When a gas cylinder is empty or not being used, ensure that the valve is closed, the regulator removed and that the valve protector cap is secured in place.

Gas cylinders should be transported using hand trucks designed for that purpose and the cylinders should be secured so that they do not tip, fall or roll.

Appropriate lifting devices, such as cradles or nets must be used when using a crane, hoist or derrick to transport gas cylinders. Do not use magnets or slings to lift gas cylinders. Do not use the valve protection cap for lifting a gas cylinder.

It is necessary to take precautions so that gas cylinders are not dropped or allowed to strike each other or other objects. Dropping or striking may damage the gas cylinder valve, which could turn the gas cylinder into a dangerous torpedo with the potential to destroy property and/or injure personnel.

Consult the appropriate safety data sheet (SDS) for detailed information on the chemical contained in the gas cylinder. Specific chemical handling and storage precautions will be outlined in the SDS. The SDS will also have specifications for appropriate personal protective equipment for worker protection.


OSHA 29 CFR 1910.101

Compressed Gas Association
4221 Walney Road, 5th Floor
Chantilly,VA 20151-2923

(Rev. 5/2014)

Find even more information you can use to help make informed decisions about the regulatory issues you face in your workplace every day. View all Quick Tips Technical Resources at

Think Safety. Think Grainger.®
Grainger has the products, services and resources to help keep employees safe and healthy while operating safer facilities. You’ll also find a network of safety resources that help you stay in compliance and protect employees from hazardous situations.

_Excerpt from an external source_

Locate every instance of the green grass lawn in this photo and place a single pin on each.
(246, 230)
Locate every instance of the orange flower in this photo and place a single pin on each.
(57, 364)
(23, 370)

Count on Grainger for lockout tagout, fall protection equipment, confined space products, safety signs, personal protective equipment (PPE), emergency response and so much more!

Please Note:
The information contained in this publication is intended for general information purposes only and is based on information available as of the initial date of publication. No representation is made that the information or references are complete or remain current. This publication is not a substitute for review of the current applicable government regulations and standards specific to your location and business activity, and should not be construed as legal advice or opinion. Readers with specific questions should refer to the applicable standards or consult with an attorney.

©2016 W.W. Grainger, Inc.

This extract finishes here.